- Born: 1931 (age 94–95) Walytjatjata, Northern Territory
- Occupations: Sculptor, craftswoman
- Years active: 1980–present
- Organization: Maṟuku Arts
- Style: Pokerwork
- Spouse: Tony Tjamiwa (died May 2001)

= Pulya Taylor =

Australian artist

Pulya Taylor (born 1931) is an Aboriginal artist from central Australia. She makes wooden objects, known in the Western Desert as puṉu. She makes these by carving the wood and then engraving patterns (walka) into its surface with a burning wire. This technique is called pokerwork. The wood she uses is sourced locally from the area around Uluṟu, where she lives.
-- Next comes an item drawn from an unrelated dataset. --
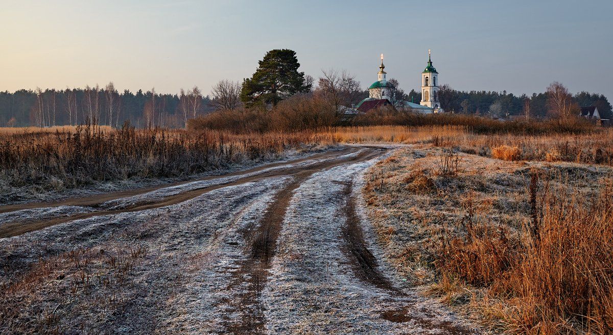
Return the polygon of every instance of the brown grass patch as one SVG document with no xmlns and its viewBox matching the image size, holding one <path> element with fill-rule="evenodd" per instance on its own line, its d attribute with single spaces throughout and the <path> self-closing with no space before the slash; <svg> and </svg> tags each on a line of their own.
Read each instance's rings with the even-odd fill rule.
<svg viewBox="0 0 613 335">
<path fill-rule="evenodd" d="M 492 156 L 504 161 L 518 161 L 522 150 L 517 147 L 500 145 L 492 149 Z"/>
</svg>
Taylor was born and grew up around Walytjatjata, in the southwest corner of the Northern Territory. She began working in arts and crafts at Ernabella in the late 1940s. She later moved to Amaṯa with her husband, Tony Tjamiwa. In 1983, Taylor and Tjamiwa, together with Topsy Tjulyata, Walter Pukutiwara, Peter Yates and Pat D'Arango, travelled around artist communities in the Aṉangu Pitjantjatjara Yankunytjatjara Lands. This was to discuss the idea of setting up a new craft centre at Uluṟu, which would sell artworks from around the region to tourists. The couple moved to Muṯitjulu so that they could help set it up. Taylor was one of the first artists for Maṟuku Arts, and she is still an executive member.

Taylor is probably best known for her sculptures of animals, such as birds, numbats, snakes, the echidna, and the perentie lizard. The animals all have spiritual Tjukurpa legends attached to them, and each represents a different creation ancestor from the Dreamtime.

Taylor's work has been exhibited in many places around Australia. It has also been shown overseas, including at the Commonwealth Institute in London, in 2000. Examples of her work are held in the Powerhouse Museum in Sydney, the National Gallery of Australia, and the National Museum of Australia.